A coin’s Mint Mark is an inscription on a coin that tells you where it was made. The Mint Mark may be located on the obverse, or front, of the coin or the reverse. In most cases Mint Marks are a single letter but some coins from around use the full spelling of the location where the coin was minted.
Mint Marks came into use centuries ago so that problems with coins could be traced to their origin and corrected. In the past dishonest mint officials had been known to use less precious metals in the coins, keeping the extra for themselves and thereby cheating the people.

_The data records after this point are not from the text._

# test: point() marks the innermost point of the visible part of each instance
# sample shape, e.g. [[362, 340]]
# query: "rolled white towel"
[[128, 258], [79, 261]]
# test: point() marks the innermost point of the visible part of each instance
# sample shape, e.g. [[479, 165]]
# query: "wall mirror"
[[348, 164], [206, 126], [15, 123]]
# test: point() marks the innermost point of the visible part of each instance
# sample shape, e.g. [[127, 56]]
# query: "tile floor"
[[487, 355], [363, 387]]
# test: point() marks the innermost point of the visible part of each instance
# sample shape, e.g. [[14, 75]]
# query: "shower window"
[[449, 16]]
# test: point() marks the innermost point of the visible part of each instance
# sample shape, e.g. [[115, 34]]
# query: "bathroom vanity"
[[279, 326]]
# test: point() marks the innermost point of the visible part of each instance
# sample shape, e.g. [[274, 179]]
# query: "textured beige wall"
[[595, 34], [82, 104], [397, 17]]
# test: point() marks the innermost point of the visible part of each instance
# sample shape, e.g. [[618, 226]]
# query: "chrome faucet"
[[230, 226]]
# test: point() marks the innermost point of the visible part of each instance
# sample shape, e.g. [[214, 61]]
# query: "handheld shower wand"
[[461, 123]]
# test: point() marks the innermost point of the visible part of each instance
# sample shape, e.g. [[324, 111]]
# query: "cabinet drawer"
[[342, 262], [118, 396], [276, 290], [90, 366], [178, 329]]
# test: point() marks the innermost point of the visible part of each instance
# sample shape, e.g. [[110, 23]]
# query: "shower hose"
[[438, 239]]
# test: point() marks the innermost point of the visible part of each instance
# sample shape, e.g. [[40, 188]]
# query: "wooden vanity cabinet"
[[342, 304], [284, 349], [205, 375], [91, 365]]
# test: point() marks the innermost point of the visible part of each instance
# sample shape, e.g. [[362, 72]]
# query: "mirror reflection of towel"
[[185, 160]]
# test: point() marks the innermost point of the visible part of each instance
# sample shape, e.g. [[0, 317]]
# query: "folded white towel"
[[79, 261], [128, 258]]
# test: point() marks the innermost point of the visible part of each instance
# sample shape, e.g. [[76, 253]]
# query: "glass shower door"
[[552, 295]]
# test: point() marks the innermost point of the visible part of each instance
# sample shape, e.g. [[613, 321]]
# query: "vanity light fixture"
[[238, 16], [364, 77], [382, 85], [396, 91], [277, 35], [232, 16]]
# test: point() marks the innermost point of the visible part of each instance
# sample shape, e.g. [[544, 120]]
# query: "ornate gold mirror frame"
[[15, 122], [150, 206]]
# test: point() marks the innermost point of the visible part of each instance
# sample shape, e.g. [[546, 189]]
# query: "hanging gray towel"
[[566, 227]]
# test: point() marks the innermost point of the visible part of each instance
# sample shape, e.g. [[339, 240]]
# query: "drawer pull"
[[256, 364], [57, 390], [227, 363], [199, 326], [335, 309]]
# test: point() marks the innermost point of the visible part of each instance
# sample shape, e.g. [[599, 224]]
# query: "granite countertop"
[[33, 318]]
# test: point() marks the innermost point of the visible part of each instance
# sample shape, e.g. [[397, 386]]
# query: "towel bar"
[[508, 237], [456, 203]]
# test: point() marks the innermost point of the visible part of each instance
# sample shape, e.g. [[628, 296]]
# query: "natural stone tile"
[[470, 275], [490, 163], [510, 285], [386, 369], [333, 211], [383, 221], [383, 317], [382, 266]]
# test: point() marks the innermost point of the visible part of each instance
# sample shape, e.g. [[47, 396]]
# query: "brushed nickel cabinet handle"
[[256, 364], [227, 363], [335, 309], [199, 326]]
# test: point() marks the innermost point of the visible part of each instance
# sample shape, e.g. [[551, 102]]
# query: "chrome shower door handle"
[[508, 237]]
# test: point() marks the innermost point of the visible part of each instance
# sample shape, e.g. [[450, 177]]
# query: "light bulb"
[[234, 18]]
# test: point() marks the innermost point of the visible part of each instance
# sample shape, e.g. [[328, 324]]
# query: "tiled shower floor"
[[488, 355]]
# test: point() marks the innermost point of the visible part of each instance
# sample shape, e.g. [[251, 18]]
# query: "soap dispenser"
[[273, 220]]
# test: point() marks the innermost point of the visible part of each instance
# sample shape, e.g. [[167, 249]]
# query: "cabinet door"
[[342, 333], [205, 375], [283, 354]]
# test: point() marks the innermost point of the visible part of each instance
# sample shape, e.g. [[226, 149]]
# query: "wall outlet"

Serious offenses like that often called for severe penalties. Those problems are far less likely to happen with today’s technology and the full specifications of coins being published so people know exactly how much a coin weighs and its physical dimensions.
U.S. Mints and Mint Marks
In the U.S. the following are current or former mints and their particular Mark:
- Philadelphia – P Mint Mark. Minting coins from 1793 till today.
- Denver – D Mint Mark. Produced coins from 1906 to today.
- San Francisco – S Mint Mark. Produced coins from 1854-1955 and then from 1968 to today.
- West Point – W Mint Mark. Produces collector proof coins from 1976 to today.
- Carson City – CC Mint Mark. Produced coins from 1870-1893.
- New Orleans – O Mint Mark. Produced coins from 1838-1861 then again from 1879-1909.
- Charlotte – C Mint Mark. In operation from 1838-1861.
- Dahlonega – D Mint Mark. Produced coins from 1838-1861.
Notice that both Denver and Dahlonega used the “D” Mint Mark but keep in mind gold coins have never been minted in Denver and only gold coins were ever minted at the old Dahlonega Mint. As at Dahlonega only gold coins were ever minted at the Charlotte Mint.
With only 2 exceptions coins minted before 1980 at the Philadelphia Mint carried no Mint Mark. The 2 exceptions being Nickels produced during WWII and the Susan B. Anthony Dollar first minted in 1979.
With some exceptions most Mint Marks for U.S. coins were located on the reverse side of the coin until 1968 when the mark was moved to the obverse, or front, of the coins. The current Presidential Dollars Mint Mark is actually located on the edge of the coin next to the date. The other exception that I always found interesting is the Mint Mark on the 1916 and some 1917 Walking Liberty Half Dollar were located on the obverse, or front, side of the coin beneath the word “TRUST”. This was changed later in 1917 to the reverse side of the coin just beneath the branch on the left side.
Knowing where a coin was minted helps coin collectors determine a coin’s value. Having the date and Mint Mark will lead you to how many of the coins were actually minted. And knowing how many were minted will, in most but not all cases, help lead to the value of the coin when added to its condition.